Le vio venir por la calle y sus miradas se cruzaron. Fue un
instante. Pero suficiente como para saber que su alma, no necesitaba de aquel
encuentro que le heriría. Pero la vida es tan maravillosa y fatal a su vez.
Durante
las fracciones de segundo en las que duró aquella experiencia, instintivamente
extendió el brazo hacia la persona que venía en su busca aunque en una trayectoria
distinta. Fue un riesgo considerable el que asumió. Pero aquella persona tan
distinta, también extendió su brazo y sus dedos se tocaron con la yema
frugalmente mientras se cruzaban.
Sus ojos eran de un azul intenso como un mar
embravecido que no se quiere calmar. Apasionado, arrollador, desatado… pero
ajeno. Su mundo se desestabilizó y una grieta enorme se abrió por en medio de
su ordenada y solitaria existencia. Se detuvo en silencio. Miró hacia atrás. Hacia
aquella persona que se alejaba sin volver la mirada y con los bucles de su pelo
ondeando al viento.
Quizás era una persona sin rumbo, pero al menos tenía la
certeza de que los planes de ambos no coincidían. Detenido entre aquella vorágine
de peatones que poblaban la acera cada cual hacia su estresante destino,
recordó la obertura de la obra musical “El lago de los cisnes” de Tchaikovsky,
interpretada por la orquesta sinfónica de Radio Hamburgo; y aquel espectacular
salto del cisne que se interpretaba en la danza de la misma pieza.
Pensó en si
su vida hubiera sido distinta si se hubiera atrevido a dar saltos como el del
cisne.

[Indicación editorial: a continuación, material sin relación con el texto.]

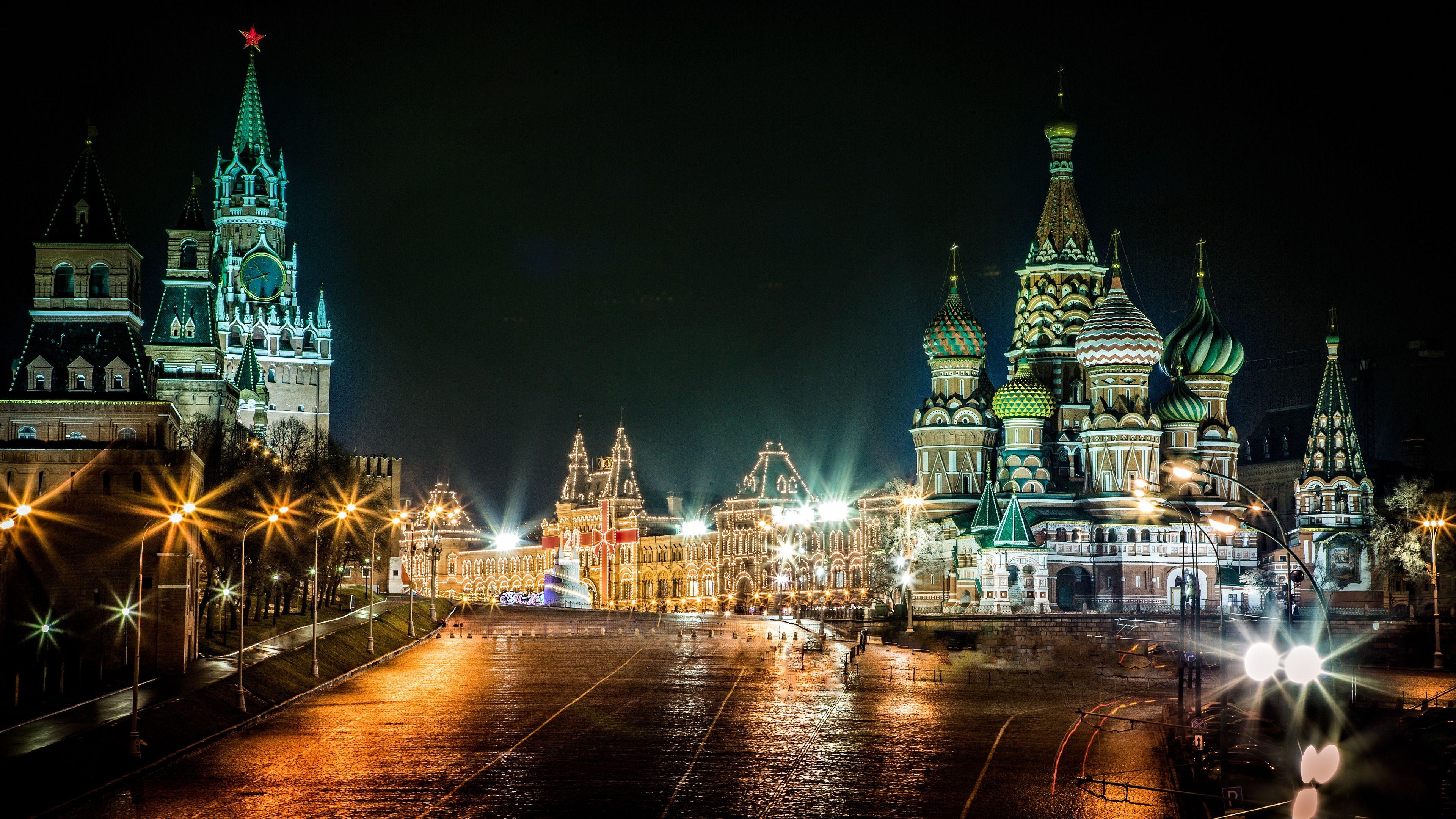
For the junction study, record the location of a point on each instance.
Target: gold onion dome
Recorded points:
(1117, 333)
(1202, 346)
(1180, 406)
(954, 331)
(1024, 397)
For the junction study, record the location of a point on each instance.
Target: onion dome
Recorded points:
(1062, 124)
(1117, 333)
(1202, 346)
(954, 331)
(1024, 397)
(1180, 406)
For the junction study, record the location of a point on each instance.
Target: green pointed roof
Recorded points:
(1012, 531)
(988, 515)
(251, 133)
(249, 375)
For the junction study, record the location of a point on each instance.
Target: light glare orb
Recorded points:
(1260, 662)
(1302, 665)
(1307, 803)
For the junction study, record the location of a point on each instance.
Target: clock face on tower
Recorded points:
(263, 276)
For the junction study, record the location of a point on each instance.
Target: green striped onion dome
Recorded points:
(954, 330)
(1117, 333)
(1202, 346)
(1024, 397)
(1180, 406)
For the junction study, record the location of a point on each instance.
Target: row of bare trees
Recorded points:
(248, 479)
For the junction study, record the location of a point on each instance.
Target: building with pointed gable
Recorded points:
(88, 442)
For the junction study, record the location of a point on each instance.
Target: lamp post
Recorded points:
(1283, 541)
(136, 665)
(373, 568)
(1436, 591)
(340, 515)
(242, 601)
(910, 502)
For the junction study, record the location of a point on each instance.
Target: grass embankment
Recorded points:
(225, 640)
(89, 760)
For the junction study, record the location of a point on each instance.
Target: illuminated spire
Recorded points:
(251, 135)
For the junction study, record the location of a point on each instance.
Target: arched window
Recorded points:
(101, 282)
(63, 283)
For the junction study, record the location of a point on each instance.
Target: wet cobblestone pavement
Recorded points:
(548, 716)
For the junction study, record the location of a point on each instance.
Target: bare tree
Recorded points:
(292, 442)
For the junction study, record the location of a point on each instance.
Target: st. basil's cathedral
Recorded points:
(1072, 486)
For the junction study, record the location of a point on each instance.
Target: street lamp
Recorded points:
(910, 502)
(136, 665)
(373, 575)
(242, 599)
(338, 516)
(1436, 589)
(1225, 516)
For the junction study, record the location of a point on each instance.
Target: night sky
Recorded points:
(734, 228)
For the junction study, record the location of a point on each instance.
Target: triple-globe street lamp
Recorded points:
(173, 519)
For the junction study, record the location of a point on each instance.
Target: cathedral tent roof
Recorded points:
(1333, 448)
(1062, 234)
(1012, 530)
(86, 212)
(182, 304)
(251, 135)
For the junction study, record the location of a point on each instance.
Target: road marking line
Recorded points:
(704, 742)
(504, 754)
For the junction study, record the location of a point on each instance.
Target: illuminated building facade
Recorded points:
(88, 442)
(1046, 487)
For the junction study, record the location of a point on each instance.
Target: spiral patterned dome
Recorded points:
(1180, 406)
(1117, 333)
(1024, 397)
(1202, 346)
(954, 331)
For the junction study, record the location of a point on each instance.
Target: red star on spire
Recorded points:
(253, 38)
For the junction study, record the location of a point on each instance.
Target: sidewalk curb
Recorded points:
(199, 745)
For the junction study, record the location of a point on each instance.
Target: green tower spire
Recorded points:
(249, 375)
(251, 133)
(988, 516)
(1012, 531)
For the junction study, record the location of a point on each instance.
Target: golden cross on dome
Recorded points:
(253, 38)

Saltos decididos, sin premeditación, saltos que hubieran podido salir
bien o mal. ¿Escribimos nuestro destino o nos lo escriben? Decidió seguir
caminando como solía hacerlo con un destino establecido.
Intentaría estar expectante
a cada mirada, a cada sonrisa, a cada caricia si la hubiera; pero con la
certeza de que sus pasos continuarían perdiéndose en la corriente de la vida
sin una relevancia determinada.
Pero viviría en plenitud. ¡Vaya si lo haría!
Y
sabiendo quien era, que no es poca cosa.